Revelatory Qualities

Have you ever had an experience where time stands still for days on end? Where you have to step back every once and a while and breath deep because life feels like a dream?

My two and a half weeks on Nantucket was certainly that experience, more so than the first time.

I have been home for four days. Life has most definitely taken center stage again, but I find myself day dreaming about the revelatory qualities of the island, trying to keep my memory alive. I didn't paint as much as I wanted, but I look at my small collection, glad that I tried to capture what I was feeling rather than what I was seeing.

Just about every morning I would wake before the others, to make coffee, read, and admire how the clouds would break away to sunshine and blue skies.

On the final evening of the course, we were invited to the Art Cabinet Nantucket, now at a new location on the owner's property. It felt like a perfect ending with the sun setting over beautiful views.

Our professor had been asked to give a talk. The entire back wall of the gallery was dedicated to his work. I enjoyed hearing stories about how he grew up as a spiritual young man who gravitated to the spiritual connection he then felt when he started painting. He is a very knowledgeable man who takes pride in his position as a public university professor, as he feels he is genuinely able to make a difference with his students. I for one feel fortunate to have had the opportunity to study with him the last two summers.

Under his guidance, I think I've come a long way with painting. Before last summer I never painted. Now, I can't stop.

This summer, after the first week en plein air, where I pushed myself to be somewhat abstract, the second week we were required to be abstract. I spoke vaguely of my idea for the week here.

Here is how it progressed.

I'd like you to look at the final pieces and draw your own conclusions before I explain my ideas more completely. I wasn't really satisfied with my work until my classmates viewed it for the final time and each was able to create their own ideas and meaning. It was very satisfying to hear what they individually took from my work. 

So what's the big idea?
Home was a huge theme in my undergraduate work and I was so satisfied to work with it again, this time in a totally different context.
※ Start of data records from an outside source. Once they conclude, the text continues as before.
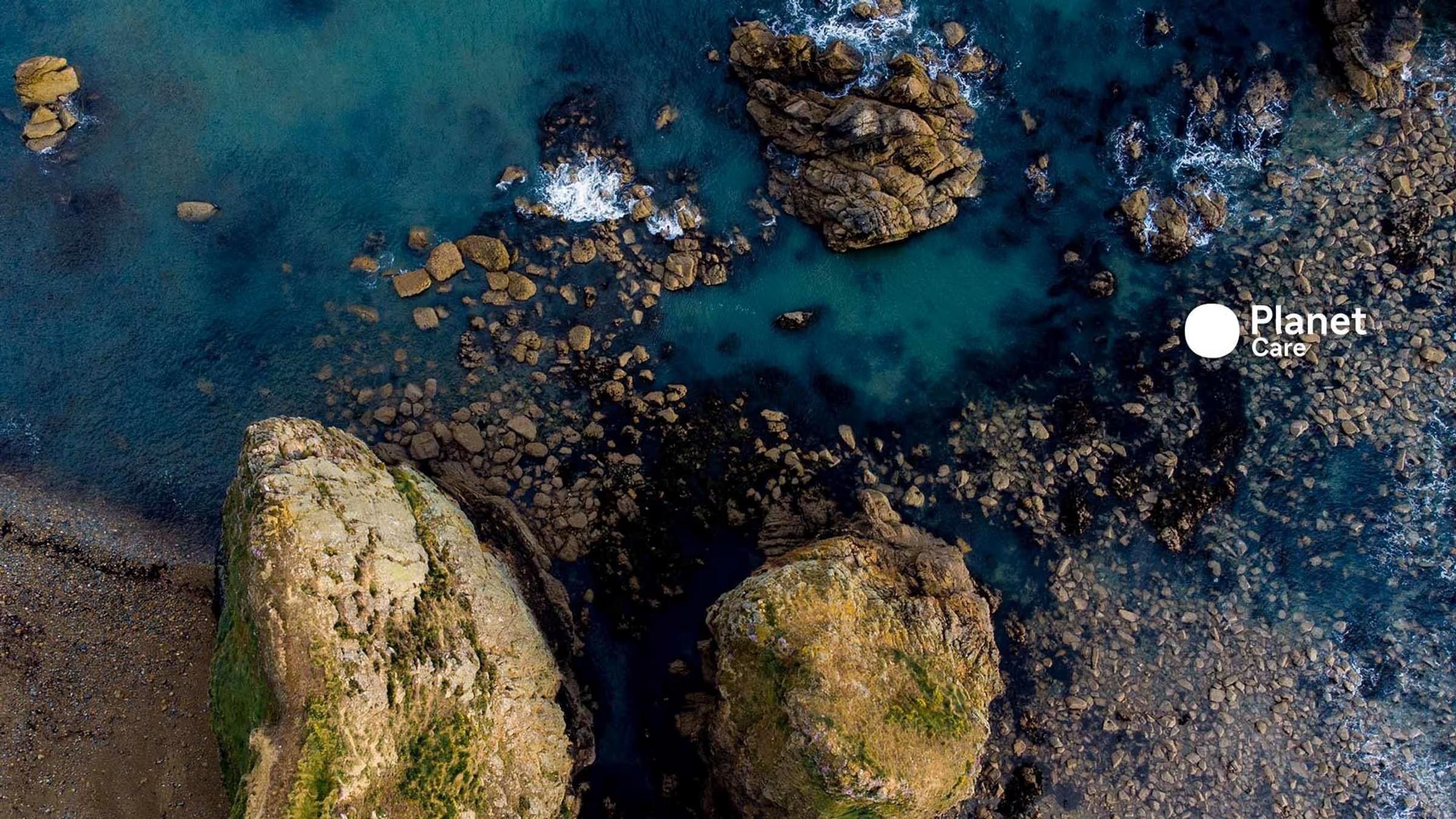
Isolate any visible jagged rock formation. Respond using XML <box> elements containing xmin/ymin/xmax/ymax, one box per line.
<box><xmin>1120</xmin><ymin>185</ymin><xmax>1229</xmax><ymax>264</ymax></box>
<box><xmin>15</xmin><ymin>55</ymin><xmax>81</xmax><ymax>153</ymax></box>
<box><xmin>212</xmin><ymin>418</ymin><xmax>575</xmax><ymax>819</ymax></box>
<box><xmin>728</xmin><ymin>21</ymin><xmax>982</xmax><ymax>251</ymax></box>
<box><xmin>1325</xmin><ymin>0</ymin><xmax>1423</xmax><ymax>108</ymax></box>
<box><xmin>698</xmin><ymin>491</ymin><xmax>1002</xmax><ymax>819</ymax></box>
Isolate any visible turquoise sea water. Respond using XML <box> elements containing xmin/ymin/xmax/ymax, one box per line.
<box><xmin>0</xmin><ymin>0</ymin><xmax>1446</xmax><ymax>804</ymax></box>
<box><xmin>0</xmin><ymin>0</ymin><xmax>1322</xmax><ymax>516</ymax></box>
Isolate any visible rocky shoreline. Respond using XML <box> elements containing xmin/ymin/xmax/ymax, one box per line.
<box><xmin>0</xmin><ymin>474</ymin><xmax>224</xmax><ymax>816</ymax></box>
<box><xmin>8</xmin><ymin>0</ymin><xmax>1456</xmax><ymax>819</ymax></box>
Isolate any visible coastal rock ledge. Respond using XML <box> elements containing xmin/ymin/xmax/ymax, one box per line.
<box><xmin>687</xmin><ymin>491</ymin><xmax>1002</xmax><ymax>819</ymax></box>
<box><xmin>728</xmin><ymin>21</ymin><xmax>983</xmax><ymax>252</ymax></box>
<box><xmin>212</xmin><ymin>418</ymin><xmax>576</xmax><ymax>819</ymax></box>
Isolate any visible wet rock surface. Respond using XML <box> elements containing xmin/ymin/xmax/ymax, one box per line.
<box><xmin>212</xmin><ymin>418</ymin><xmax>575</xmax><ymax>818</ymax></box>
<box><xmin>693</xmin><ymin>491</ymin><xmax>1002</xmax><ymax>819</ymax></box>
<box><xmin>1324</xmin><ymin>0</ymin><xmax>1424</xmax><ymax>109</ymax></box>
<box><xmin>15</xmin><ymin>55</ymin><xmax>81</xmax><ymax>153</ymax></box>
<box><xmin>729</xmin><ymin>22</ymin><xmax>982</xmax><ymax>252</ymax></box>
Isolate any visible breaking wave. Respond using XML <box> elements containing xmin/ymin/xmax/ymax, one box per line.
<box><xmin>761</xmin><ymin>0</ymin><xmax>984</xmax><ymax>106</ymax></box>
<box><xmin>538</xmin><ymin>156</ymin><xmax>632</xmax><ymax>221</ymax></box>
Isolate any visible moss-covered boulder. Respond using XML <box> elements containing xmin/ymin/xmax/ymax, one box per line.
<box><xmin>705</xmin><ymin>493</ymin><xmax>1002</xmax><ymax>819</ymax></box>
<box><xmin>212</xmin><ymin>418</ymin><xmax>575</xmax><ymax>819</ymax></box>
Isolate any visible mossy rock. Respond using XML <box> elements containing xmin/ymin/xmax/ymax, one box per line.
<box><xmin>212</xmin><ymin>418</ymin><xmax>575</xmax><ymax>819</ymax></box>
<box><xmin>707</xmin><ymin>490</ymin><xmax>1002</xmax><ymax>819</ymax></box>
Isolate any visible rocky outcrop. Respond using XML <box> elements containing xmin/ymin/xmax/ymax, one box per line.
<box><xmin>1120</xmin><ymin>184</ymin><xmax>1229</xmax><ymax>264</ymax></box>
<box><xmin>729</xmin><ymin>22</ymin><xmax>982</xmax><ymax>251</ymax></box>
<box><xmin>1325</xmin><ymin>0</ymin><xmax>1423</xmax><ymax>108</ymax></box>
<box><xmin>700</xmin><ymin>491</ymin><xmax>1002</xmax><ymax>819</ymax></box>
<box><xmin>212</xmin><ymin>418</ymin><xmax>575</xmax><ymax>819</ymax></box>
<box><xmin>15</xmin><ymin>55</ymin><xmax>81</xmax><ymax>153</ymax></box>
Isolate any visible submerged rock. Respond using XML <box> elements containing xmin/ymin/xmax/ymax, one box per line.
<box><xmin>702</xmin><ymin>491</ymin><xmax>1002</xmax><ymax>819</ymax></box>
<box><xmin>1325</xmin><ymin>0</ymin><xmax>1423</xmax><ymax>108</ymax></box>
<box><xmin>212</xmin><ymin>418</ymin><xmax>575</xmax><ymax>819</ymax></box>
<box><xmin>178</xmin><ymin>201</ymin><xmax>218</xmax><ymax>221</ymax></box>
<box><xmin>773</xmin><ymin>311</ymin><xmax>818</xmax><ymax>332</ymax></box>
<box><xmin>729</xmin><ymin>21</ymin><xmax>982</xmax><ymax>251</ymax></box>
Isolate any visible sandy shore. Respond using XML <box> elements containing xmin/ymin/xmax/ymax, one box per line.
<box><xmin>0</xmin><ymin>475</ymin><xmax>224</xmax><ymax>818</ymax></box>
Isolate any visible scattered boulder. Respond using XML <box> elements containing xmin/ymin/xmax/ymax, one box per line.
<box><xmin>1120</xmin><ymin>184</ymin><xmax>1229</xmax><ymax>264</ymax></box>
<box><xmin>505</xmin><ymin>272</ymin><xmax>536</xmax><ymax>302</ymax></box>
<box><xmin>178</xmin><ymin>201</ymin><xmax>218</xmax><ymax>221</ymax></box>
<box><xmin>15</xmin><ymin>55</ymin><xmax>81</xmax><ymax>153</ymax></box>
<box><xmin>211</xmin><ymin>418</ymin><xmax>576</xmax><ymax>819</ymax></box>
<box><xmin>425</xmin><ymin>242</ymin><xmax>465</xmax><ymax>281</ymax></box>
<box><xmin>495</xmin><ymin>164</ymin><xmax>525</xmax><ymax>189</ymax></box>
<box><xmin>393</xmin><ymin>268</ymin><xmax>431</xmax><ymax>298</ymax></box>
<box><xmin>456</xmin><ymin>236</ymin><xmax>511</xmax><ymax>272</ymax></box>
<box><xmin>567</xmin><ymin>323</ymin><xmax>591</xmax><ymax>352</ymax></box>
<box><xmin>940</xmin><ymin>21</ymin><xmax>965</xmax><ymax>48</ymax></box>
<box><xmin>699</xmin><ymin>491</ymin><xmax>1002</xmax><ymax>819</ymax></box>
<box><xmin>729</xmin><ymin>21</ymin><xmax>982</xmax><ymax>252</ymax></box>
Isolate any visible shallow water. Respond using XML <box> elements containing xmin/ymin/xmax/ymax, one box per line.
<box><xmin>0</xmin><ymin>0</ymin><xmax>1449</xmax><ymax>804</ymax></box>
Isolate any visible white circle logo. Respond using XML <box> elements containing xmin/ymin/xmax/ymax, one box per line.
<box><xmin>1184</xmin><ymin>305</ymin><xmax>1239</xmax><ymax>359</ymax></box>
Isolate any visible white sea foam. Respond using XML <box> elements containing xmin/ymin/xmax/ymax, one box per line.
<box><xmin>538</xmin><ymin>156</ymin><xmax>630</xmax><ymax>221</ymax></box>
<box><xmin>1169</xmin><ymin>102</ymin><xmax>1284</xmax><ymax>181</ymax></box>
<box><xmin>761</xmin><ymin>0</ymin><xmax>982</xmax><ymax>106</ymax></box>
<box><xmin>767</xmin><ymin>0</ymin><xmax>920</xmax><ymax>56</ymax></box>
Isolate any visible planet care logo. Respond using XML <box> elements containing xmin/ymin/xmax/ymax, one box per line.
<box><xmin>1184</xmin><ymin>305</ymin><xmax>1372</xmax><ymax>359</ymax></box>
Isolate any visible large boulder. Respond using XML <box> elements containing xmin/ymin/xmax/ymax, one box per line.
<box><xmin>212</xmin><ymin>418</ymin><xmax>575</xmax><ymax>819</ymax></box>
<box><xmin>729</xmin><ymin>22</ymin><xmax>982</xmax><ymax>251</ymax></box>
<box><xmin>15</xmin><ymin>55</ymin><xmax>81</xmax><ymax>153</ymax></box>
<box><xmin>702</xmin><ymin>493</ymin><xmax>1002</xmax><ymax>819</ymax></box>
<box><xmin>1325</xmin><ymin>0</ymin><xmax>1423</xmax><ymax>108</ymax></box>
<box><xmin>15</xmin><ymin>55</ymin><xmax>81</xmax><ymax>108</ymax></box>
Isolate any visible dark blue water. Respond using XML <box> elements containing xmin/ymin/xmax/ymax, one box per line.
<box><xmin>0</xmin><ymin>0</ymin><xmax>1309</xmax><ymax>516</ymax></box>
<box><xmin>0</xmin><ymin>0</ymin><xmax>1444</xmax><ymax>804</ymax></box>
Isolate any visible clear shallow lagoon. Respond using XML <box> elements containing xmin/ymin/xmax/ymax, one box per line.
<box><xmin>0</xmin><ymin>0</ymin><xmax>1450</xmax><ymax>798</ymax></box>
<box><xmin>0</xmin><ymin>0</ymin><xmax>1322</xmax><ymax>517</ymax></box>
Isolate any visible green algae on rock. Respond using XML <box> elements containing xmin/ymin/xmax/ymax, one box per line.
<box><xmin>703</xmin><ymin>491</ymin><xmax>1002</xmax><ymax>819</ymax></box>
<box><xmin>212</xmin><ymin>418</ymin><xmax>575</xmax><ymax>819</ymax></box>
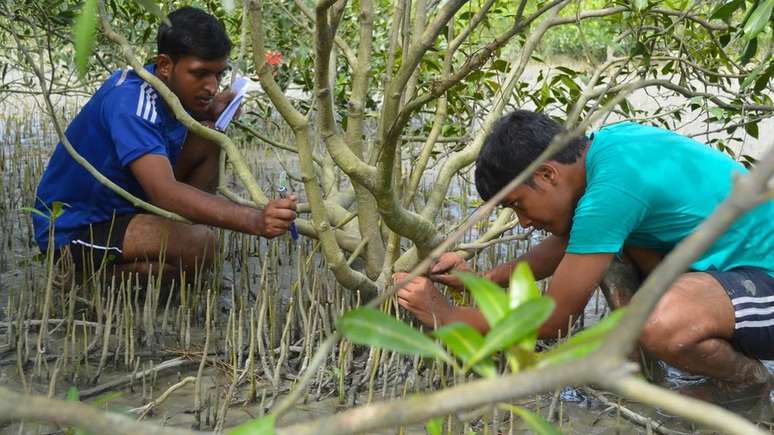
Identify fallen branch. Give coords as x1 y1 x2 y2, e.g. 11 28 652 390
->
129 376 196 420
80 357 198 399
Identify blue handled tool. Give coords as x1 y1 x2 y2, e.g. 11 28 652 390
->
277 171 298 240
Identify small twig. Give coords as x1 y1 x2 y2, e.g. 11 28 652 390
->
583 387 687 435
129 376 196 420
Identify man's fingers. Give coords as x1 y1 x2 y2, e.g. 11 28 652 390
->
267 208 296 221
430 252 461 273
430 273 459 285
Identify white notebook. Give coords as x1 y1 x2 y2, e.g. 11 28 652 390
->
215 76 248 131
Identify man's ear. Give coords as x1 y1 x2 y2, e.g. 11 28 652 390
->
156 54 175 82
533 162 559 185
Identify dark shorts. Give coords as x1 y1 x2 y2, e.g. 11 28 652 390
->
707 268 774 360
67 214 136 270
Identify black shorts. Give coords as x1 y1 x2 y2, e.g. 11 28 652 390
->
707 267 774 360
63 214 137 269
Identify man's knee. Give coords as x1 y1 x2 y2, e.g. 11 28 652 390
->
640 274 723 359
180 225 218 270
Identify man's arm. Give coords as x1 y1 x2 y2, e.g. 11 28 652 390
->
395 254 613 338
430 235 567 290
129 154 295 237
538 254 614 338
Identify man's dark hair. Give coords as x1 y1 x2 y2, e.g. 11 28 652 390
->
475 110 588 201
156 6 231 62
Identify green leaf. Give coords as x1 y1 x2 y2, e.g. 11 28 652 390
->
222 0 234 14
136 0 164 19
632 0 648 11
710 0 744 22
744 122 758 139
425 417 443 435
228 414 275 435
508 261 540 309
456 272 508 326
508 406 562 435
744 0 774 39
740 38 758 63
466 296 556 367
65 385 81 402
19 207 48 220
739 59 768 90
537 308 626 367
336 307 454 364
433 322 497 378
73 0 97 77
  • The top left is a simple 4 x 12 landscape with a transparent outline of the bird's wing and tail.
  • Below that is a 12 x 12 aerial landscape and outline of a swallow. Legend has it that sailors would tattoo a swallow on their body after every 5,000 nautical miles traveled. The swallow would also ensure safe travel home, as it returns to the same location every year. 
  • Finally on the right is a 12 x 16 panel. This also has an aerial landscape, a bit less defined, a compass, and the outline of a house that was printed with wax crayon. 

This came to me through the idea of "divine mind."
Things fell into place the last two summers and allowed me to study painting in an absolutely gorgeous location that I don't feel I would otherwise be able to travel to. I've had a great sense of freedom.
Things fell into place to allow my boyfriend and I to purchase his childhood home, the outline depicted in this piece. It's so cheesy, but I have been that wandering bird and I now have the opportunity to have my own home.

I have always identified with this quote from the 2004 movie, Garden State.
Andrew Largeman: You know that point in your life when you realize the house you grew up in isn't really your home anymore? All of a sudden even though you have some place where you put your sh*t, that idea of home is gone.
Sam: I still feel at home in my house.
Andrew Largeman: You'll see one day when you move out it just sort of happens one day and it's gone. You feel like you can never get it back. It's like you feel homesick for a place that doesn't even exist. Maybe it's like this rite of passage, you know. You won't ever have this feeling again until you create a new idea of home for yourself, you know, for your kids, for the family you start, it's like a cycle or something. I don't know, but I miss the idea of it, you know. Maybe that's all family really is. A group of people that miss the same imaginary place.
Sam: [cuddles up to Andrew] Maybe.

I get to start the cycle.
I just hope to slow down and still catch the revelatory qualities as I go.